Nüktedan Dergi Sayı: 16
Nüktedan Dergi 16. Durağında Adil Erdem Bayazıt sayısıyla sizlerle.
Genç kuşaklara vicdanının sesiyle konuşmayı öğreten, insanlığın acılarına
ağlayabilme inceliğini gösteren naif bir değerden, yunus yüreki bir
şairden bahsediyorum. O heybetli duruşunu yumuşatan sıcacık güler yüzü,
bir çocuk duyarlılığı taşıyan merhametli bakışları ve babacan tavrıyla yedi
güzel adamdan Adil Erdem Bayazıt bu sayımızda farklı yönleriyle huzurlarınızda
olacak.
Türk edebiyatının pek alışık olmadığı yerli bir lirizmle, zulme ve haksızlığa
açıkça meydan okuyan, gönlünün coğrafyası geniş olan şairin şiirindeki
bu damar, daha sonraki eserlerinde güçlenerek ve genişleyerek
yeni mecralar bulur. İslam coğrafyasının acıları modern şiirimizde belki
de ilk kez onun şiirlerinde gür bir sesle dile getirilir. O, İslam uygarlığını
bir bütün olarak ele alıyor ve ondan kopan modern insanın yalnızlığını,
şehirlerde beton duvarlar arasında kayboluşunu, emeğinin sömürülüşünü
anlatıyordu. Acı kadar umut da vardı şiirinde, bir müjdeden söz ediyordu.

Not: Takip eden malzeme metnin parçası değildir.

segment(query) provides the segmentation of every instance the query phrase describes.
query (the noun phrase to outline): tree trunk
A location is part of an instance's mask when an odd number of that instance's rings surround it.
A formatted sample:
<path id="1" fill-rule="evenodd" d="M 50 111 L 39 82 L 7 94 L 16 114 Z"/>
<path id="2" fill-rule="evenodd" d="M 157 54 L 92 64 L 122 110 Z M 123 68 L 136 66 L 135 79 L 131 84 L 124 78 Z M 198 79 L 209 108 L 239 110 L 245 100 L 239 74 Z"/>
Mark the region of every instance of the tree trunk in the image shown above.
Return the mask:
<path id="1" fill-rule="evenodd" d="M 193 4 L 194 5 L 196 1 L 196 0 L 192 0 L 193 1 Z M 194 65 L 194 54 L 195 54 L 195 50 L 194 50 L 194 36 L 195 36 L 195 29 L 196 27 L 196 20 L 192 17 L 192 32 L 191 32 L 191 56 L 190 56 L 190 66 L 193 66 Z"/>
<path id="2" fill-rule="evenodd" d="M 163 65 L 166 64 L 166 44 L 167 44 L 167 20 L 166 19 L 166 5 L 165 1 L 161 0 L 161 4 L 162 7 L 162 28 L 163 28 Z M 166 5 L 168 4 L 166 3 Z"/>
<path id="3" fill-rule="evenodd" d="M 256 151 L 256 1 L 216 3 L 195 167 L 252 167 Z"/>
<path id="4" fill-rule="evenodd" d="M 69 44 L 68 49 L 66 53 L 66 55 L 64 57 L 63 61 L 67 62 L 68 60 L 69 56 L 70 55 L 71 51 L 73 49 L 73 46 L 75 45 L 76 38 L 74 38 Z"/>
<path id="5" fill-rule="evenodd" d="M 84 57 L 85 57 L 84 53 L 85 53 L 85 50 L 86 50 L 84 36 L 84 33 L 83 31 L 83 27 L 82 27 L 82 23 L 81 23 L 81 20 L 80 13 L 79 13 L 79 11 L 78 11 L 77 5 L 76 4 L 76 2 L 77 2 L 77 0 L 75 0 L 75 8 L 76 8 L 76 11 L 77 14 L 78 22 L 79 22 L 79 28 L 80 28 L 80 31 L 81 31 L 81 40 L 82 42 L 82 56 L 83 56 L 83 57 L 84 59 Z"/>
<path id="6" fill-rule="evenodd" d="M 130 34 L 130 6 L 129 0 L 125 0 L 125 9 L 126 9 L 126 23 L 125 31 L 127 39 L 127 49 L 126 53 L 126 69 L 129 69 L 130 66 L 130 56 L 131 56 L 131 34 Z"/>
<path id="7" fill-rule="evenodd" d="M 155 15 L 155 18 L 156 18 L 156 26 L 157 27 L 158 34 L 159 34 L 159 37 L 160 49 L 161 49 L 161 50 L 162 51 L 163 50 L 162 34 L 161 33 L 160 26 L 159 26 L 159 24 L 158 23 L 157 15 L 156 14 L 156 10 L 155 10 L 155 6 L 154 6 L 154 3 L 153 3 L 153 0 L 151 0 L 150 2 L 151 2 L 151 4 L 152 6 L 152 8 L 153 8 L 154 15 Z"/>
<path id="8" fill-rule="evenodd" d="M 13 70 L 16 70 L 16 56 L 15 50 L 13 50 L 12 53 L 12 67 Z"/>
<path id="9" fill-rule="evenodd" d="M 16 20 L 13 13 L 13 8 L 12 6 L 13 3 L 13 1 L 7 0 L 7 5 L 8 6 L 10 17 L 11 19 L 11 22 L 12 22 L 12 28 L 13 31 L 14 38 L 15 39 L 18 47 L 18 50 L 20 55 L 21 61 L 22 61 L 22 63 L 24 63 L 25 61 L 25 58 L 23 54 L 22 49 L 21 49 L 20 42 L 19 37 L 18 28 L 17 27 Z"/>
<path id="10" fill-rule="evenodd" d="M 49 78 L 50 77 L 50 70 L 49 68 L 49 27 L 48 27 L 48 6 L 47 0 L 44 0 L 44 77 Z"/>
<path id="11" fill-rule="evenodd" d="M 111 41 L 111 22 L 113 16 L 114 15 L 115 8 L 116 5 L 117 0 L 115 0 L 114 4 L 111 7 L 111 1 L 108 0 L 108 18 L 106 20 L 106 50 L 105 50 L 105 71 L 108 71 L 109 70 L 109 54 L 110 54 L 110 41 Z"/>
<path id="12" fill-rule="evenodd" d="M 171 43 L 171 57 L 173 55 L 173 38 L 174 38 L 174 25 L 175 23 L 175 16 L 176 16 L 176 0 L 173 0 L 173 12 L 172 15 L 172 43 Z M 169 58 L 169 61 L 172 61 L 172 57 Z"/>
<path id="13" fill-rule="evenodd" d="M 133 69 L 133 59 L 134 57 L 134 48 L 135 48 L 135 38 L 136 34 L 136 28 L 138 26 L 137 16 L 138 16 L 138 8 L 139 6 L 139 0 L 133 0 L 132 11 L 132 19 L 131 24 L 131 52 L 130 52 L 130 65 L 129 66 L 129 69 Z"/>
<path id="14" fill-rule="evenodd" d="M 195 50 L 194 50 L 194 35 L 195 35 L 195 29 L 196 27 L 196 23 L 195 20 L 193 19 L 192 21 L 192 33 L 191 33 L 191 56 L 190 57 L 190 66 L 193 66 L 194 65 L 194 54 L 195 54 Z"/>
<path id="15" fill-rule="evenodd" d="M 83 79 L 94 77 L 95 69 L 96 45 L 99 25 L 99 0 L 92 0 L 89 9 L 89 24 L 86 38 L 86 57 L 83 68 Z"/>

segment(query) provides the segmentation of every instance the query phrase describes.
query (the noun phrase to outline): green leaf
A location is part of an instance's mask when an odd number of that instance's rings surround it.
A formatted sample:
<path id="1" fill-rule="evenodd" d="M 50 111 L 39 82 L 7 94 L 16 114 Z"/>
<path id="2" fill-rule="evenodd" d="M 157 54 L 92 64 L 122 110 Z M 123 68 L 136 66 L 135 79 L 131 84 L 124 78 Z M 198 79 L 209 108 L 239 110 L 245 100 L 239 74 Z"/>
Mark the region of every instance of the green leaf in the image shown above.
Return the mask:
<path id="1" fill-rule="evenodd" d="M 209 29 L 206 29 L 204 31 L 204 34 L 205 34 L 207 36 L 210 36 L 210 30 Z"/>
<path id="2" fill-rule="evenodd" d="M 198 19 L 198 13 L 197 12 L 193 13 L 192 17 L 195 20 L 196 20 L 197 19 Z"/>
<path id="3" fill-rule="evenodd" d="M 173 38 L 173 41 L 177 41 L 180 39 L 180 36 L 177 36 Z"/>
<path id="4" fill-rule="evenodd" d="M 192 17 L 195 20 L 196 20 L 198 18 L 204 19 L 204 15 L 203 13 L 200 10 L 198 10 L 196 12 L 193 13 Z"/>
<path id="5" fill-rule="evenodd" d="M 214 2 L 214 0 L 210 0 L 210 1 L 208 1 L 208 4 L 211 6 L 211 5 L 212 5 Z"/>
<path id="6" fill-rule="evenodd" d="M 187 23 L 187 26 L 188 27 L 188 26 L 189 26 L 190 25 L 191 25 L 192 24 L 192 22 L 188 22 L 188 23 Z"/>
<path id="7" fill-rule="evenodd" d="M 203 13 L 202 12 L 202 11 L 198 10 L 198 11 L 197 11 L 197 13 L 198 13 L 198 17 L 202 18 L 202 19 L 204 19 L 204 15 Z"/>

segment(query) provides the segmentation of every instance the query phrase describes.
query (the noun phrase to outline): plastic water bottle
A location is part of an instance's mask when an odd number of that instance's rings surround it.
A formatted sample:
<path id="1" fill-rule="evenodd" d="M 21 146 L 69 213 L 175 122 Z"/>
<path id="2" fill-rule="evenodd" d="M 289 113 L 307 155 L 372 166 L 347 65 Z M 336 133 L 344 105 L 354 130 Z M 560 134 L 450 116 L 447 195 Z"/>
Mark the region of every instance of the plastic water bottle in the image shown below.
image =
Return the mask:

Suların coşacağını, denizlerin kabaracağını, ölü şehirlerin canlanacağını ve
bir gün yıldızlar arasından yemyeşil bir rüzgârın eseceğini haber veriyordu;
Gün olur toprak uyanır ağaç uyanır uyanır böcekler
Sarı bozkır titrer çıplak ağaçlar yeşerir gök yıkanır kirli dumanlardan
Su coşar deniz kabarır canlanır ölü şehirler
Yemyeşil bir rüzgar eser yıldızlar arasından.
Şimdi siz taşıyorsunuz müjdenin kurşun yükünü
Çatlayacak yalanın çelik kabuğu
Sizin bahçenizde büyüyecek imanın güneş yüzlü çocuğu.